- All files that match to a key prefix should be of the same data format type (csv, json, or Parquet).
- Related data of different formats should be put into different key prefix location, (for example:
- Amazon S3: /S3/YOUR-BUCKET.URI/csv-table1 and /S3/YOUR-BUCKET.URI/json-table-1
- Azure Blob storage and Azure Data Lake Storage Gen2: /AZ/YOUR-STORAGE-ACCOUNT.URI/csv-table1 and /az/YOUR-STORAGE-ACCOUNT.URI/json-table-1
- GCS: /gs/URI/YOUR-BUCKET/csv-table1 and /gs/URI/YOUR-BUCKET/json-table-1
- Files that are part of different logical tables should be located at different key prefix locations, for example:
- Amazon S3: /S3/YOUR-BUCKET.URI/emp-table and /S3/YOUR-BUCKET.URI/dept-table
- Azure Blob storage and Azure Data Lake Storage Gen2: /AZ/YOUR-STORAGE-ACCOUNT.URI/emp-table and /az/YOUR-STORAGE-ACCOUNT.URI/dept-table
- GCS: /gs/URI/YOUR-BUCKET/emp-table and /gs/URI/YOUR-BUCKET/dept-table
- As data files are added to a bucket, the specific formats of the files may change. For example, fields may be added to newer CSV data that was added to the same bucket, or field ordering may change.
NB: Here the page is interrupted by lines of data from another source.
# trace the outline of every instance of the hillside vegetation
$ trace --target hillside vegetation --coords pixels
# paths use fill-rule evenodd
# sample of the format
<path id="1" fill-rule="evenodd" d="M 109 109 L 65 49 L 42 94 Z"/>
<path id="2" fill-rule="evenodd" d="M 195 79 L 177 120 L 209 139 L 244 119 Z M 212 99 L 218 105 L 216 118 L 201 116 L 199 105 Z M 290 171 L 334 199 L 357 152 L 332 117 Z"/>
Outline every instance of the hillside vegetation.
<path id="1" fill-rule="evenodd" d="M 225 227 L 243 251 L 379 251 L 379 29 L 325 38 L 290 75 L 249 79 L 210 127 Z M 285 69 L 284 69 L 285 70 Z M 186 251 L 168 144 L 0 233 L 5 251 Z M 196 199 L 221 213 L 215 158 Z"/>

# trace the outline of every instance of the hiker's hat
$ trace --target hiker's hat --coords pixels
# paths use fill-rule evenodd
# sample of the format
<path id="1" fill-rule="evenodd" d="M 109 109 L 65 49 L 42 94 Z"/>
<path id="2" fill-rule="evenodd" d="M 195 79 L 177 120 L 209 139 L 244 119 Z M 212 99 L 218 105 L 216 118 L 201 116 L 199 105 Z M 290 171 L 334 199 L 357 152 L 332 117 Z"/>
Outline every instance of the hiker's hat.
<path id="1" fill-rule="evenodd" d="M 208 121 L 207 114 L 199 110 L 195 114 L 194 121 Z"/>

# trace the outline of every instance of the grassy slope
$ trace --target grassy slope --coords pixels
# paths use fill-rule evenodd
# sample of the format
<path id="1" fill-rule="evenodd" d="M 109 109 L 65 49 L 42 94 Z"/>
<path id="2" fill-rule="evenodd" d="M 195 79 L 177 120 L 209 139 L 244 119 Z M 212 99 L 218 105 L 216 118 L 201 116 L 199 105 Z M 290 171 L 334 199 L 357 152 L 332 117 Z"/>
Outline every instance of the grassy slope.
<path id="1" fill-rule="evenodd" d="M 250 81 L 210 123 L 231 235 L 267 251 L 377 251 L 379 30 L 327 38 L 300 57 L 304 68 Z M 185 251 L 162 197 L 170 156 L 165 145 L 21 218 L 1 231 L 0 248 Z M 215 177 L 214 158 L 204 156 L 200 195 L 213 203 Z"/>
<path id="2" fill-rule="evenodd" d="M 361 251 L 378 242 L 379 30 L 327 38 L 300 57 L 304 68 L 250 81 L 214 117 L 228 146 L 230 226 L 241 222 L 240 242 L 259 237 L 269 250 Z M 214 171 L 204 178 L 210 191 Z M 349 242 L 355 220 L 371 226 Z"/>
In these cases, the best practice is to include a header row in each CSV file to identify the fields (column titles), rather than to define a CSV schema for the foreign table, which limits all CSV files to using the same field pattern.
- If the CSV files have different fields of data, but do not have individual file headers, you should group the files with the same fields into different key prefix locations.
- If you define a schema for the CSV data in a foreign table, ensure that all files at the location have the same fields. If files in the bucket have different fields, organize the files in the bucket into different key prefix locations before accessing the external data.
- If different kinds of data are included at a single key prefix location, querying that data will be inefficient. For example if you mix department and employee data in a single key prefix location, a query looking for a particular employee would require Vantage to read all the files at that location, including files that contained only department data.
Best practice is to group files containing the same kind of data into a single external storage key prefix location, and use that key prefix location to create a single foreign table, or in a single READ_NOS query. This applies to all kinds of external data, JSON, CSV, and Parquet. (Parquet format external data can only be read by creating a foreign table, not by a direct READ_NOS query.)
The same logic applies to mixing CSV files that have different headers. A key prefix location may include several of these CSV files, but querying the data would be inefficient due to the disparate field patterns.
For the same reason, do not mix CSV or Parquet files that have different schemas at the same key prefix locations. In these cases, querying the data is not only inefficient, but it also results in many warnings indicating skipped records and files.